If the country truly wants his angry, negative, doomsday rhetoric as the White House standard, it might be time to take that long vacation somewhere safe.
Trump seemed weaker, his usual bombast muted and absent any real policy detail, but the moderators and other candidates – at least in my two hours – spent far too much time going over and over again what Trump said about whom and when.
Bluster without content – my two cents. But did he ever get air time.
Fiorina helped her candidacy last night – sharp and on point, excepting a tiresome back and forth with Trump re: their alleged business successes and failures.
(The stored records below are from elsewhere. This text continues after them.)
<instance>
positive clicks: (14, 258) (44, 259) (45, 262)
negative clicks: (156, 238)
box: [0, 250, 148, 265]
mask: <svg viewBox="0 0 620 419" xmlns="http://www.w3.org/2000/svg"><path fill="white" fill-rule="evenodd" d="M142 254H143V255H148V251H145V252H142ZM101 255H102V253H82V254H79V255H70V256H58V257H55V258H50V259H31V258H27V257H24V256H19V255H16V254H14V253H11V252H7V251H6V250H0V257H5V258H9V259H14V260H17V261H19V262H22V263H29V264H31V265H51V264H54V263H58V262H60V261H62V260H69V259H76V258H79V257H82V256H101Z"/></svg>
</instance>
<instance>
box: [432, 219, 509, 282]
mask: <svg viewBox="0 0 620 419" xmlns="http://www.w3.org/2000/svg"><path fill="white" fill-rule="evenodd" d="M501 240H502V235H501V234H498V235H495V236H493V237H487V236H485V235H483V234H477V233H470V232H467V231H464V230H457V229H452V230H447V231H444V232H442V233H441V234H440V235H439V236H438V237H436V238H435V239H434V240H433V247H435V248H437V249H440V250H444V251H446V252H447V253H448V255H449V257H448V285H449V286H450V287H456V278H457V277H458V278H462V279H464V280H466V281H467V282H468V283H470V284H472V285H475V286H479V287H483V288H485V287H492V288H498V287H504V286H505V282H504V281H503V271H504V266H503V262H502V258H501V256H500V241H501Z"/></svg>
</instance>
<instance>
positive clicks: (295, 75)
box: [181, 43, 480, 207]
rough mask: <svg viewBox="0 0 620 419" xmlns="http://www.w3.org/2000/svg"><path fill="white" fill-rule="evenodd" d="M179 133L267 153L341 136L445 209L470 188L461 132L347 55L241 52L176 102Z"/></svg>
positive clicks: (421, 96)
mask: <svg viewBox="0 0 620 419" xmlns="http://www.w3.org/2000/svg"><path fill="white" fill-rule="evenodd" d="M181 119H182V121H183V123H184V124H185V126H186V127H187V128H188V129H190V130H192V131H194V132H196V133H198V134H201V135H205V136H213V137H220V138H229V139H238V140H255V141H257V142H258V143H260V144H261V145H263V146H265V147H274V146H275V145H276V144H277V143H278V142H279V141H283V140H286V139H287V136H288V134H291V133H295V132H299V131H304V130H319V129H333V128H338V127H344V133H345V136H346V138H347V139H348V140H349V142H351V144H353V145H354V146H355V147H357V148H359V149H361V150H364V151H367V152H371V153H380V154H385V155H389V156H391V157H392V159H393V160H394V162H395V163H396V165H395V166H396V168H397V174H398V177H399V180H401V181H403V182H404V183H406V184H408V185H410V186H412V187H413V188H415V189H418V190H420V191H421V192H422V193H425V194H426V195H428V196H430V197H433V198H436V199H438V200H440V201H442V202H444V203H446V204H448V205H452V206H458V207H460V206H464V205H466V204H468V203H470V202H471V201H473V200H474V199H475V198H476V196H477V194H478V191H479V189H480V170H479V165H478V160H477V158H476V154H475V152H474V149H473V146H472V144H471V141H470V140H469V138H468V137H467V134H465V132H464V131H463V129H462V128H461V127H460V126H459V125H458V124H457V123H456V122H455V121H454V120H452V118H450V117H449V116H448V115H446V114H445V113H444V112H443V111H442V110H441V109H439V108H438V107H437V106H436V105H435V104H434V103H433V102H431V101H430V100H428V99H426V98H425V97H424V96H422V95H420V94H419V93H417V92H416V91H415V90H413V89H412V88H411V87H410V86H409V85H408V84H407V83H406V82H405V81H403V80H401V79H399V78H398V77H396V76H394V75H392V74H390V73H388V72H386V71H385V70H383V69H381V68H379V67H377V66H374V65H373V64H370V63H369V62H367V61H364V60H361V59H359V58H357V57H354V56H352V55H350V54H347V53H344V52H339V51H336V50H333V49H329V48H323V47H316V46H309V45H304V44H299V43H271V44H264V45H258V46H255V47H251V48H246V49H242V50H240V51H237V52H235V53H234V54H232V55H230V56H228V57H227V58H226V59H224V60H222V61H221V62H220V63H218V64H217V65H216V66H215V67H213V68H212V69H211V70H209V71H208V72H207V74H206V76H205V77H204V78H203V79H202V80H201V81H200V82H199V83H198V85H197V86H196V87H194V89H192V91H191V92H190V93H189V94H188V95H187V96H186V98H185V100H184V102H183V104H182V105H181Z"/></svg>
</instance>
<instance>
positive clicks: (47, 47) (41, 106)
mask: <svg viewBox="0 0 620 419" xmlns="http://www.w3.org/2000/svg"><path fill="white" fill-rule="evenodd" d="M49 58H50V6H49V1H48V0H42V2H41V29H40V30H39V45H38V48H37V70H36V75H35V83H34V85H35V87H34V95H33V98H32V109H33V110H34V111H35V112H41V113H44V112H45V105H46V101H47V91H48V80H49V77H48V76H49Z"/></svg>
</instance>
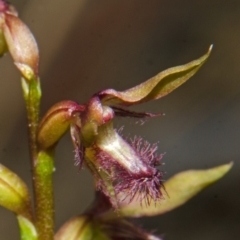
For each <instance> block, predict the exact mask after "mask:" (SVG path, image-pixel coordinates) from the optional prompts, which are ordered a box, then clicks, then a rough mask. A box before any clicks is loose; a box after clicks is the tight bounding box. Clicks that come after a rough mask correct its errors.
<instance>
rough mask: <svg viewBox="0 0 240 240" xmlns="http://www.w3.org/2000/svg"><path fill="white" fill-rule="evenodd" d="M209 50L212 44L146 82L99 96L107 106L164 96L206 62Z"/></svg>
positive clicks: (102, 93)
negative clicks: (194, 59) (180, 64)
mask: <svg viewBox="0 0 240 240" xmlns="http://www.w3.org/2000/svg"><path fill="white" fill-rule="evenodd" d="M211 50H212V45H211V46H210V48H209V50H208V52H207V53H206V54H205V55H203V56H202V57H200V58H199V59H197V60H194V61H192V62H190V63H187V64H185V65H181V66H178V67H172V68H169V69H167V70H165V71H163V72H160V73H159V74H157V75H156V76H154V77H153V78H150V79H149V80H147V81H146V82H144V83H141V84H139V85H137V86H135V87H133V88H130V89H128V90H126V91H122V92H118V91H116V90H114V89H107V90H104V91H102V92H100V93H99V97H100V99H101V101H102V103H103V104H105V105H109V106H114V105H123V106H124V105H125V106H129V105H134V104H138V103H141V102H147V101H150V100H155V99H158V98H161V97H164V96H165V95H167V94H169V93H170V92H172V91H173V90H175V89H176V88H178V87H179V86H181V85H182V84H183V83H185V82H186V81H187V80H188V79H189V78H190V77H192V76H193V75H194V74H195V73H196V72H197V71H198V70H199V68H200V67H201V66H202V65H203V64H204V63H205V62H206V60H207V59H208V57H209V55H210V53H211Z"/></svg>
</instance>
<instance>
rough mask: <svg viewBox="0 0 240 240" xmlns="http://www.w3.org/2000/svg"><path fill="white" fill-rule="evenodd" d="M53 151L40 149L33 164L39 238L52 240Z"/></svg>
mask: <svg viewBox="0 0 240 240" xmlns="http://www.w3.org/2000/svg"><path fill="white" fill-rule="evenodd" d="M53 160H54V158H53V152H50V151H48V152H46V151H41V152H40V153H39V154H38V159H37V164H36V166H35V171H34V177H35V181H34V182H35V185H34V187H35V202H36V206H35V208H36V220H37V229H38V233H39V239H40V240H52V239H53V236H54V210H53V204H54V203H53V182H52V174H53V171H54V161H53Z"/></svg>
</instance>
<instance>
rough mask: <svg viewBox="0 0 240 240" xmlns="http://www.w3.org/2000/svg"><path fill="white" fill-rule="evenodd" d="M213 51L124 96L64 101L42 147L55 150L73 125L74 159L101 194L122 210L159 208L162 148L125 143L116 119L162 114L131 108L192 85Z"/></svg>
mask: <svg viewBox="0 0 240 240" xmlns="http://www.w3.org/2000/svg"><path fill="white" fill-rule="evenodd" d="M210 51H211V47H210V49H209V51H208V52H207V53H206V54H205V55H204V56H202V57H201V58H199V59H197V60H195V61H192V62H190V63H188V64H186V65H182V66H178V67H174V68H170V69H168V70H165V71H163V72H161V73H159V74H158V75H156V76H155V77H153V78H151V79H149V80H147V81H146V82H144V83H142V84H140V85H138V86H135V87H133V88H131V89H128V90H126V91H123V92H119V91H116V90H113V89H107V90H104V91H100V92H98V93H96V94H94V95H93V96H92V98H91V99H90V100H89V102H88V103H86V104H84V105H79V104H77V103H76V102H73V101H63V102H60V103H58V104H56V105H55V106H53V107H52V108H51V109H50V110H49V111H48V112H47V114H46V115H45V117H44V118H43V119H42V121H41V123H40V126H39V131H38V142H39V146H40V148H41V149H48V148H51V147H53V146H54V145H55V144H56V142H57V141H58V140H59V139H60V137H61V136H62V135H63V134H64V133H65V132H66V130H67V129H68V128H69V126H70V133H71V138H72V141H73V144H74V146H75V160H76V164H77V165H79V166H80V167H81V166H82V164H83V162H84V163H85V165H86V166H87V167H88V168H89V169H90V171H91V172H92V174H93V176H94V177H95V180H96V189H97V190H100V191H102V192H103V193H104V194H105V195H106V196H107V197H108V198H109V199H110V201H111V203H112V205H113V207H114V208H118V206H119V204H120V203H121V202H122V201H128V202H129V203H130V202H131V201H132V200H133V199H135V200H136V199H137V200H138V202H139V203H140V204H141V205H142V204H143V203H144V204H145V205H150V204H151V202H152V201H153V202H154V203H156V202H157V201H159V200H160V199H161V198H162V197H163V194H162V191H163V189H164V187H163V179H162V176H163V173H162V172H161V171H160V170H159V169H157V166H159V165H160V164H161V163H160V160H161V158H162V155H161V154H160V155H159V154H157V152H156V151H157V145H156V144H153V145H151V144H150V143H148V142H147V141H143V140H142V139H141V138H137V137H135V138H133V139H130V141H126V140H124V139H123V138H122V136H121V135H120V134H119V133H118V131H116V130H115V129H114V127H113V119H114V118H115V117H118V116H121V117H134V118H149V117H156V116H159V115H161V114H152V113H145V112H144V113H136V112H133V111H130V110H127V109H126V107H128V106H132V105H135V104H139V103H142V102H147V101H150V100H155V99H158V98H161V97H163V96H165V95H167V94H168V93H170V92H172V91H173V90H174V89H176V88H177V87H178V86H180V85H181V84H183V83H184V82H185V81H187V80H188V79H189V78H190V77H191V76H192V75H193V74H195V72H196V71H197V70H198V69H199V68H200V67H201V66H202V64H203V63H204V62H205V61H206V60H207V58H208V57H209V54H210Z"/></svg>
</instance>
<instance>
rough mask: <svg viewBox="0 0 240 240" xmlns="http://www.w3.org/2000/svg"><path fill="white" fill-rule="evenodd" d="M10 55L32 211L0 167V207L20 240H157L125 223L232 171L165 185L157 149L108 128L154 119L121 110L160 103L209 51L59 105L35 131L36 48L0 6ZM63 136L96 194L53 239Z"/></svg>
mask: <svg viewBox="0 0 240 240" xmlns="http://www.w3.org/2000/svg"><path fill="white" fill-rule="evenodd" d="M8 51H9V53H10V54H11V56H12V58H13V62H14V64H15V66H16V67H17V68H18V70H19V71H20V73H21V75H22V88H23V96H24V99H25V103H26V109H27V117H28V127H29V142H30V155H31V163H32V174H33V175H32V177H33V190H34V202H33V203H34V204H33V203H32V202H31V199H30V194H29V191H28V188H27V186H26V184H25V183H24V182H23V181H22V180H21V179H20V178H19V176H17V174H15V173H14V172H12V171H11V170H10V169H8V168H6V167H5V166H3V165H1V164H0V205H1V206H3V207H5V208H7V209H9V210H10V211H12V212H14V213H15V214H16V218H17V220H18V224H19V229H20V237H21V239H22V240H52V239H53V238H54V239H55V240H69V239H75V240H82V239H84V240H87V239H89V240H95V239H98V240H100V239H101V240H110V239H113V240H123V239H133V240H160V239H161V238H159V237H156V236H153V235H152V234H151V233H147V232H145V231H143V230H142V229H140V228H137V227H136V226H134V225H133V224H131V223H130V222H129V221H127V220H125V218H126V217H127V218H129V217H143V216H155V215H159V214H163V213H165V212H168V211H171V210H172V209H174V208H176V207H178V206H181V205H182V204H184V203H185V202H186V201H188V200H189V199H190V198H192V197H193V196H194V195H196V194H197V193H198V192H200V191H201V190H202V189H204V188H205V187H206V186H208V185H210V184H212V183H213V182H215V181H217V180H218V179H220V178H221V177H223V176H224V175H225V174H226V173H227V172H228V171H229V170H230V169H231V167H232V163H230V164H225V165H222V166H218V167H215V168H212V169H207V170H190V171H185V172H182V173H179V174H177V175H175V176H173V177H172V178H170V179H169V180H168V181H166V182H165V183H164V186H163V183H162V172H161V171H160V170H158V169H157V166H158V165H161V158H162V155H161V154H157V145H156V144H153V145H151V144H150V143H148V142H147V141H144V140H142V138H140V137H134V138H133V139H129V140H128V141H126V140H124V139H123V138H122V136H121V135H120V134H119V131H116V130H115V129H114V127H113V119H114V118H115V117H118V116H120V117H134V118H140V119H141V118H148V117H156V116H159V115H160V114H152V113H136V112H133V111H129V110H127V109H126V107H128V106H131V105H135V104H139V103H142V102H147V101H150V100H155V99H158V98H161V97H163V96H165V95H167V94H168V93H170V92H171V91H173V90H174V89H176V88H177V87H179V86H180V85H181V84H183V83H184V82H186V81H187V80H188V79H189V78H190V77H191V76H193V75H194V74H195V73H196V72H197V71H198V69H199V68H200V67H201V66H202V65H203V64H204V62H205V61H206V60H207V59H208V57H209V55H210V52H211V47H210V49H209V51H208V52H207V53H206V54H205V55H204V56H202V57H201V58H199V59H197V60H195V61H192V62H190V63H188V64H185V65H182V66H178V67H174V68H170V69H167V70H165V71H163V72H161V73H159V74H157V75H156V76H155V77H153V78H151V79H149V80H148V81H146V82H144V83H142V84H140V85H138V86H136V87H133V88H131V89H128V90H126V91H123V92H119V91H116V90H113V89H107V90H104V91H101V92H98V93H97V94H95V95H93V96H92V98H91V99H90V100H89V102H87V103H86V104H84V105H79V104H78V103H76V102H73V101H63V102H60V103H58V104H56V105H54V106H53V107H52V108H51V109H50V110H49V111H48V112H47V114H46V115H45V116H44V117H43V119H42V121H41V123H40V124H38V114H39V104H40V98H41V86H40V79H39V76H38V64H39V52H38V46H37V43H36V41H35V39H34V37H33V35H32V33H31V32H30V30H29V29H28V27H27V26H26V25H25V24H24V23H23V22H22V21H21V20H20V19H19V17H18V14H17V12H16V10H15V9H14V7H12V6H11V5H9V4H8V3H7V2H6V1H3V0H0V56H3V55H4V54H5V53H6V52H8ZM68 129H70V134H71V138H72V141H73V144H74V147H75V160H76V165H79V167H80V168H81V166H82V164H83V163H84V164H85V165H86V166H87V167H88V168H89V169H90V171H91V172H92V174H93V176H94V177H95V180H96V190H97V191H96V198H95V202H94V204H93V205H92V206H91V208H89V209H88V210H87V211H86V212H85V213H84V214H83V215H81V216H78V217H75V218H73V219H70V220H69V221H68V222H67V223H66V224H64V225H63V226H62V227H61V228H60V230H59V231H58V232H57V233H56V235H55V237H54V208H53V185H52V174H53V171H54V149H55V146H56V145H57V142H58V141H59V140H60V139H61V137H62V135H63V134H64V133H65V132H66V131H67V130H68ZM164 188H166V191H164V190H163V189H164ZM168 195H169V196H170V198H169V197H168ZM159 200H161V201H159ZM139 203H140V204H139ZM144 203H145V204H144ZM33 205H34V209H32V206H33ZM115 209H117V210H118V211H115Z"/></svg>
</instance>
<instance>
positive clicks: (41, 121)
mask: <svg viewBox="0 0 240 240" xmlns="http://www.w3.org/2000/svg"><path fill="white" fill-rule="evenodd" d="M82 110H83V106H79V105H78V104H77V103H75V102H73V101H62V102H59V103H57V104H55V105H54V106H53V107H52V108H50V109H49V111H48V112H47V113H46V115H45V116H44V117H43V119H42V121H41V123H40V125H39V129H38V134H37V140H38V144H39V146H40V148H42V149H47V148H50V147H52V146H54V145H55V144H56V143H57V142H58V141H59V140H60V138H61V137H62V136H63V135H64V134H65V132H66V131H67V130H68V129H69V127H70V124H71V123H72V122H76V121H77V119H76V116H75V115H77V114H79V112H80V111H82ZM77 124H80V123H77Z"/></svg>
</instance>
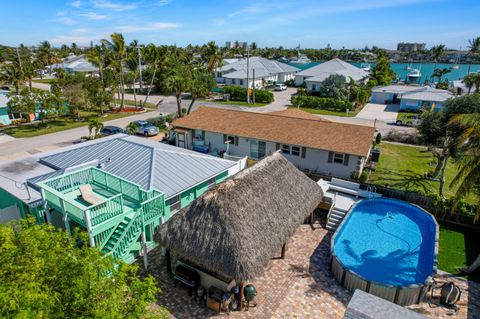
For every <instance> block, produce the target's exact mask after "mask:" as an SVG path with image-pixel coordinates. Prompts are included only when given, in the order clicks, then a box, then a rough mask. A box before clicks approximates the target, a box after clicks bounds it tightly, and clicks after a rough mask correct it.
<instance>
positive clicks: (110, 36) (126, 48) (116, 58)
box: [102, 33, 127, 110]
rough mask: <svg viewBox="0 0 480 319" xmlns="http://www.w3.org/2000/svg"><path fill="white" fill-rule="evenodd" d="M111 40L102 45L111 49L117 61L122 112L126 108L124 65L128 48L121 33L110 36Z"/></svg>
mask: <svg viewBox="0 0 480 319" xmlns="http://www.w3.org/2000/svg"><path fill="white" fill-rule="evenodd" d="M110 39H111V41H109V40H105V39H103V40H102V43H104V44H105V45H106V46H107V47H108V48H109V49H110V51H111V52H112V53H113V56H114V59H115V66H116V68H117V72H118V73H119V79H120V93H121V101H120V110H123V109H124V108H125V74H124V71H123V63H124V61H125V58H126V55H127V47H126V45H125V39H124V37H123V35H122V34H121V33H113V34H112V35H110Z"/></svg>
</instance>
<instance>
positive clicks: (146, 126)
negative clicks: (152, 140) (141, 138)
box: [132, 121, 160, 136]
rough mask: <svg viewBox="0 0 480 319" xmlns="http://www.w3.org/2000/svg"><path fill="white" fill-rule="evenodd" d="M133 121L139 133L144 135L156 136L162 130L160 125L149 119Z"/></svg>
mask: <svg viewBox="0 0 480 319" xmlns="http://www.w3.org/2000/svg"><path fill="white" fill-rule="evenodd" d="M132 123H133V124H134V125H135V126H136V128H137V129H136V131H135V133H137V134H142V135H144V136H155V135H157V134H158V133H159V132H160V130H159V129H158V127H156V126H154V125H153V124H152V123H150V122H147V121H134V122H132Z"/></svg>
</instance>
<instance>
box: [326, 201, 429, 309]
mask: <svg viewBox="0 0 480 319" xmlns="http://www.w3.org/2000/svg"><path fill="white" fill-rule="evenodd" d="M331 244H332V245H331V267H332V271H333V273H334V275H335V277H336V278H337V280H338V281H339V282H340V283H341V284H342V286H344V287H345V288H347V289H349V290H350V291H352V292H353V291H354V290H355V289H361V290H364V291H367V292H369V293H371V294H374V295H377V296H379V297H382V298H385V299H387V300H390V301H392V302H395V303H398V304H401V305H408V304H413V303H418V302H420V301H421V299H422V298H423V296H424V294H425V290H426V287H425V285H426V283H427V279H428V277H429V276H432V275H434V274H435V273H436V263H437V253H438V224H437V222H436V221H435V219H434V218H433V216H432V215H430V214H429V213H427V212H426V211H424V210H423V209H421V208H419V207H418V206H414V205H411V204H409V203H406V202H402V201H398V200H392V199H385V198H380V199H367V200H362V201H360V202H358V203H357V204H356V205H355V206H353V208H352V209H351V211H350V212H349V213H348V214H347V216H346V217H345V220H344V221H343V222H342V224H341V225H340V227H339V228H338V230H337V232H336V233H335V235H334V236H333V238H332V243H331Z"/></svg>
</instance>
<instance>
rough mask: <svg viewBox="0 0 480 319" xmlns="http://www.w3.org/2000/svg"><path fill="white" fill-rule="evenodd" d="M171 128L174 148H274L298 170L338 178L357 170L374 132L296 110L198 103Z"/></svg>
mask: <svg viewBox="0 0 480 319" xmlns="http://www.w3.org/2000/svg"><path fill="white" fill-rule="evenodd" d="M173 127H174V129H175V132H176V143H177V146H179V147H184V148H187V149H198V150H199V151H202V152H209V153H211V154H214V155H216V154H222V153H225V154H226V155H225V154H224V157H226V158H228V157H230V156H236V157H243V156H249V157H250V158H253V159H261V158H263V157H265V156H267V155H269V154H272V153H273V152H276V151H280V152H281V153H282V154H283V155H284V156H285V157H286V158H287V159H288V160H290V161H291V162H292V163H293V164H294V165H295V166H297V167H298V168H299V169H301V170H304V171H307V170H308V171H312V172H317V173H320V174H325V175H331V176H333V177H339V178H349V177H350V176H351V174H352V172H357V173H361V172H362V171H363V167H364V165H365V162H366V160H367V159H368V157H369V155H370V150H371V147H372V140H373V137H374V134H375V128H374V127H369V126H361V125H352V124H343V123H336V122H330V121H327V120H325V119H322V118H320V117H317V116H315V115H312V114H309V113H306V112H303V111H300V110H297V109H288V110H285V111H279V112H271V113H255V112H244V111H236V110H225V109H217V108H208V107H200V108H199V109H197V110H196V111H194V112H192V113H191V114H190V115H188V116H186V117H183V118H180V119H177V120H176V121H175V122H173ZM200 144H201V145H202V147H203V148H199V146H198V145H200Z"/></svg>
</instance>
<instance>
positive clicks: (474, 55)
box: [467, 37, 480, 74]
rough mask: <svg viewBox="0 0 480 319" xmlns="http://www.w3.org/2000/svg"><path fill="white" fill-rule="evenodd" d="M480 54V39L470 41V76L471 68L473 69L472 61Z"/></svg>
mask: <svg viewBox="0 0 480 319" xmlns="http://www.w3.org/2000/svg"><path fill="white" fill-rule="evenodd" d="M479 54H480V37H476V38H474V39H472V40H469V41H468V55H470V63H469V64H468V72H467V74H470V68H471V67H472V59H476V58H478V55H479Z"/></svg>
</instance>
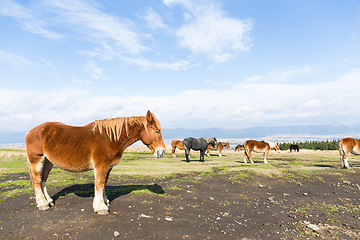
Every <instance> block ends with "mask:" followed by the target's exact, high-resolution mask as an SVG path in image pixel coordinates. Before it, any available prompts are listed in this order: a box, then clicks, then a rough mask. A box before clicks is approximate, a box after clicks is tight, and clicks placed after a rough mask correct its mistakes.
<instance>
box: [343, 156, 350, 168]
mask: <svg viewBox="0 0 360 240" xmlns="http://www.w3.org/2000/svg"><path fill="white" fill-rule="evenodd" d="M347 160H348V157H347V158H345V159H344V166H345V167H346V168H348V169H350V166H349V163H348V161H347Z"/></svg>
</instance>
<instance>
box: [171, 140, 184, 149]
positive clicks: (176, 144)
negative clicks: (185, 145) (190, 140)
mask: <svg viewBox="0 0 360 240" xmlns="http://www.w3.org/2000/svg"><path fill="white" fill-rule="evenodd" d="M171 147H172V148H176V147H177V148H178V149H180V150H184V146H183V143H182V141H180V140H172V141H171Z"/></svg>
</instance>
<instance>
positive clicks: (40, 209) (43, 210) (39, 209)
mask: <svg viewBox="0 0 360 240" xmlns="http://www.w3.org/2000/svg"><path fill="white" fill-rule="evenodd" d="M38 208H39V210H41V211H45V210H48V209H49V208H50V207H49V204H48V205H43V206H38Z"/></svg>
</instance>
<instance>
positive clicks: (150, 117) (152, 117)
mask: <svg viewBox="0 0 360 240" xmlns="http://www.w3.org/2000/svg"><path fill="white" fill-rule="evenodd" d="M146 120H147V121H148V122H152V121H153V120H154V119H153V114H152V113H151V112H150V110H148V112H147V113H146Z"/></svg>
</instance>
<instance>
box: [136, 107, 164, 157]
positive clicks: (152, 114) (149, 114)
mask: <svg viewBox="0 0 360 240" xmlns="http://www.w3.org/2000/svg"><path fill="white" fill-rule="evenodd" d="M140 140H141V141H142V142H143V143H144V144H145V145H146V146H147V147H148V148H149V149H150V150H151V151H152V152H153V153H154V156H155V157H157V158H161V157H163V156H164V154H165V143H164V139H163V138H162V134H161V126H160V122H159V120H157V118H156V117H155V115H154V114H153V113H152V112H150V110H148V111H147V114H146V127H145V129H143V130H142V132H141V134H140Z"/></svg>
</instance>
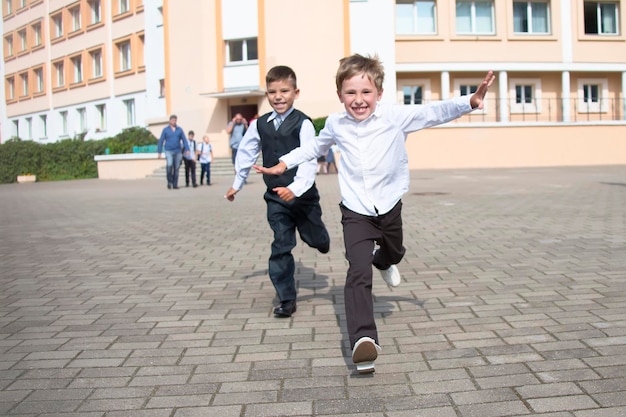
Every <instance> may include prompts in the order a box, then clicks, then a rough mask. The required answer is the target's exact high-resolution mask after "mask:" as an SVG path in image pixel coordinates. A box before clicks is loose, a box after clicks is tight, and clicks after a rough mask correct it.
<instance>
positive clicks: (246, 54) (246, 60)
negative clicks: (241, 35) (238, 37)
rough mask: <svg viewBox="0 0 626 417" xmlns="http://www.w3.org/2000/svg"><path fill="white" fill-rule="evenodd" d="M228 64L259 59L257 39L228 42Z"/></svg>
mask: <svg viewBox="0 0 626 417" xmlns="http://www.w3.org/2000/svg"><path fill="white" fill-rule="evenodd" d="M226 53H227V57H226V62H228V63H239V62H246V61H255V60H257V59H259V54H258V50H257V38H250V39H240V40H230V41H226Z"/></svg>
Christie finally called them out, asking – can we talk about real issues?
Carson – not much to say. If Trump thought Jeb Bush was low energy, Carson’s low, low key barely wandered into pulse territory. Nice, polite, respectful. A President? Not likely.
Rubio apparently scored points in the last hour of the debate but they’d all lost me by then. He's smart on analyzing the main points in the immigration debate but has abandoned the only policy that makes sense.
Bush is still, with Kasich, the only one on stage who wouldn’t throw me into trauma should he win. His takes on issues from the Iran deal to immigration are more nuanced, even though – at crunch time – he also went off against Planned parenthood.
Kasich – still my adult in the room, focusing on issues instead of personalities and offering the quote of the night:
“If I’m watching this at home I’d be inclined to turn it off.” (Three hours is TOO long.....)
I see I'm not mentioning Rand Paul, Scott Walker, or Chris Christie (though he did get off some good lines).
Nothing to say......

---- Adding to this some lines from a NYT editorial re: the debate - on point:

".....Peel back the boasting and insults, the lies and exaggerations common to any presidential campaign. What remains is a collection of assertions so untrue, so bizarre, that they form a vision as surreal as the Ronald Reagan jet looming behind the candidates’ lecterns. 
It felt at times as if the speakers were no longer living in a fact-based world where actions have consequences, programs take money and money has to come from somewhere. Where basic laws — like physics and the Constitution — constrain wishes. Where Congress and the public, allies and enemies, markets and militaries don’t just do what you want them to, just because you say they will."